Die EU-Kommission begleitet die aktuelle Diskussion zur Zukunft des Berufsrechts gezielt durch Studien: Sie sollen die Auswirkungen beruflicher Regeln auf den freien EU-Binnenmarkt prüfen. Laut Kommission tun sich hier Hindernisse auf. Deswegen geraten auch die Berufsregeln der Heilberufe immer mehr in den Fokus – und werden seit Kurzem mit der Qualität von Leistungen in Verbindung gebracht. Ist durch mehr Markt die Qualität in Gefahr? Und sind auch die Zahnärzte betroffen? Die BZÄK warnt vor einer Aufweichung des Berufsrechts.

Bei der EU-Kommission ist eine neue Strategie erkennbar, mit der sie der Mobilität in Europa mehr Auftrieb verschaffen will: Sie begleitet die aktuelle Diskussion über die Zukunft des Berufsrechts gezielt mit der Beauftragung wissenschaftlicher Studien und lässt untersuchen, inwieweit nationale Berufsregeln ein Hemmnis für den freien Dienstleistungsverkehr in Europa darstellen.

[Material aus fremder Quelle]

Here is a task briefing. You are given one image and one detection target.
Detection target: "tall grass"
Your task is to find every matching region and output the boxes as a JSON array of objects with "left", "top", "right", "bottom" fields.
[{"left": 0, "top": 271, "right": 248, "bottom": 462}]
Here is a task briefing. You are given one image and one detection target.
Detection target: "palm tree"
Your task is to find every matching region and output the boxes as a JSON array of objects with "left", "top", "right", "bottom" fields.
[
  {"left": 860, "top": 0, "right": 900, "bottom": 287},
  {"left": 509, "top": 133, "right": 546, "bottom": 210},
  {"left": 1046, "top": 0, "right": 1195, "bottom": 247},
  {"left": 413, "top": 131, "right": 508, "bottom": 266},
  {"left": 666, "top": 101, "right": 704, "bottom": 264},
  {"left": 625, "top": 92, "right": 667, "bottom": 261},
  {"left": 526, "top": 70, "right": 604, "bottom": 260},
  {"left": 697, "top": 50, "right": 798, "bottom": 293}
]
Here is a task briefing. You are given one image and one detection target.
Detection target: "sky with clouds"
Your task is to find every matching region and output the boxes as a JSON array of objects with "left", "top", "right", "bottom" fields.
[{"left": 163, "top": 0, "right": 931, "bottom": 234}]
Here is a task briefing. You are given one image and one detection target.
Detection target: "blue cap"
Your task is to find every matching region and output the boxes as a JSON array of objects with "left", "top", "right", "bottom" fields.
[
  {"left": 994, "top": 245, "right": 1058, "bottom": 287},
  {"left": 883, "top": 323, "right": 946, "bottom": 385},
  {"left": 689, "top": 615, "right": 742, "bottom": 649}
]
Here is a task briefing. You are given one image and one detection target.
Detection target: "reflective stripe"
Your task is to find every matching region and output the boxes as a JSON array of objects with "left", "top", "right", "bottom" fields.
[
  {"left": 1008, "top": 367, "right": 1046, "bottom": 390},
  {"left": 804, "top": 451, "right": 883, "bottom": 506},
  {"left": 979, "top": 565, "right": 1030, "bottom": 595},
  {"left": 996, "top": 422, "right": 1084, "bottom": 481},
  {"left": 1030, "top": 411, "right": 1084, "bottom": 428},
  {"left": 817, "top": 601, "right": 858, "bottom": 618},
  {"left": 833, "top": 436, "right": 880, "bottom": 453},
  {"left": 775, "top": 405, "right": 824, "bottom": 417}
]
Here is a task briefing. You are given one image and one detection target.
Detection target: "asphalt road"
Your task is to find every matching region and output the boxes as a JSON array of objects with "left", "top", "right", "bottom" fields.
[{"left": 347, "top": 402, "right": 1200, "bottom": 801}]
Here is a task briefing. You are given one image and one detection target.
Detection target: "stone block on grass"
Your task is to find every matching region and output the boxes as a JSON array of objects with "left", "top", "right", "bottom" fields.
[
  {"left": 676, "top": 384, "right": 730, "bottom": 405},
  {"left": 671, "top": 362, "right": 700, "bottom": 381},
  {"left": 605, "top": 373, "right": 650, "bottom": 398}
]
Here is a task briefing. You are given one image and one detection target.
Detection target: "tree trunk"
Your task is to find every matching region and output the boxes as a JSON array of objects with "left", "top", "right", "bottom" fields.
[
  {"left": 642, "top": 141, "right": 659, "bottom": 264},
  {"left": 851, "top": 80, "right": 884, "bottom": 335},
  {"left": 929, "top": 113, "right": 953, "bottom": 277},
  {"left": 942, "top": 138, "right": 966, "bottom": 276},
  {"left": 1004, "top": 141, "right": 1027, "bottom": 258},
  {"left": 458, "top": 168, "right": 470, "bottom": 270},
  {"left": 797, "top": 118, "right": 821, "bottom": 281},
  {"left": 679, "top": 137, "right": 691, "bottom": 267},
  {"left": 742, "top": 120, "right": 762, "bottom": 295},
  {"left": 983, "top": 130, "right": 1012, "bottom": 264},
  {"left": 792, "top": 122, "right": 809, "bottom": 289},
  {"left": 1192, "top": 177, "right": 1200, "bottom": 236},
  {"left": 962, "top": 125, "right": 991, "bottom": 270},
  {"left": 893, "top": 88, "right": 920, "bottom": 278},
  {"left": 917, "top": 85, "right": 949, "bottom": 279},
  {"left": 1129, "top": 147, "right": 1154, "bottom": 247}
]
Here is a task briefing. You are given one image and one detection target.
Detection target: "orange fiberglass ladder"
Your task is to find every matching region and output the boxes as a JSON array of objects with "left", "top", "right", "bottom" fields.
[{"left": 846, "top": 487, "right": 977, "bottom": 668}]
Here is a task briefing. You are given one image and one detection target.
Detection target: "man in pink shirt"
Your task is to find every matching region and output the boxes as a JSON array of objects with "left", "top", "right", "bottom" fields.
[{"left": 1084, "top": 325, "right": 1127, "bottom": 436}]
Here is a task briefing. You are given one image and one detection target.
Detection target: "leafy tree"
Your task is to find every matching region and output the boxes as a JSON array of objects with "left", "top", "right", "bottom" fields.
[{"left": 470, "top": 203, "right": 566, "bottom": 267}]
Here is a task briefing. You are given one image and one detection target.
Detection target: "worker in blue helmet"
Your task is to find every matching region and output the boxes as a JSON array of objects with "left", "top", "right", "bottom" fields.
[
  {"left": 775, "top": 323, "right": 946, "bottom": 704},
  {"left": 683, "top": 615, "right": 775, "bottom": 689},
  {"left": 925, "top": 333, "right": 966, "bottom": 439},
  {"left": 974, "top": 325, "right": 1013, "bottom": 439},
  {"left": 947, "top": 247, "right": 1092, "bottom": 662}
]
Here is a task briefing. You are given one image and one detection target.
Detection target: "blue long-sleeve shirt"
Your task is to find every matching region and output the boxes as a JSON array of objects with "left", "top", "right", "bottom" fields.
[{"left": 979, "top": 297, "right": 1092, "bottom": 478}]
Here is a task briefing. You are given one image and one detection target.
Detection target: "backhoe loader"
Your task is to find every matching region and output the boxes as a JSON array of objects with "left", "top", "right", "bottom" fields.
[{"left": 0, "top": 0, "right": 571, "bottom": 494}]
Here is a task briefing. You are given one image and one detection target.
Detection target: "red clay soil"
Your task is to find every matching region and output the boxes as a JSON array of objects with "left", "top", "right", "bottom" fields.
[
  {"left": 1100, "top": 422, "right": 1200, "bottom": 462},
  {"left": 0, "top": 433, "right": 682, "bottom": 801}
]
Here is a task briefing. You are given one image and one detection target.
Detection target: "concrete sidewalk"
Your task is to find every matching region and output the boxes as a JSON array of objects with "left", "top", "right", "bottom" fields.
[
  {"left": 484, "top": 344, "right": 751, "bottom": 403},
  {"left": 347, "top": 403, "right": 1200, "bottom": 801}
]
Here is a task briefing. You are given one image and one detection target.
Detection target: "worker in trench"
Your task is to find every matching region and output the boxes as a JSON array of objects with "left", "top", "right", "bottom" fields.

Wurzel: die EU-Binnenmarktstrategie

Hintergrund dieses Vorgehens ist die Verabschiedung der EU-Binnenmarktstrategie im Oktober 2015 und die daraus folgende Vorbereitung des sogenannten Dienstleistungspakets (2017). Als Maßnahme aus dem Dienstleistungspaket wurde im Sommer 2018 die Richtlinie über die Verhältnismäßigkeitsprüfung verabschiedet, sie soll bis zum nächsten Jahr in nationales Recht umgesetzt werden. (Weitere Vorschläge des Dienstleistungspakets, etwa die Einführung einer EU-Dienstleistungskarte, die im Widerspruch zum Binnenmarkt gestanden hätten, waren zuvor am Widerstand des Rates gescheitert.)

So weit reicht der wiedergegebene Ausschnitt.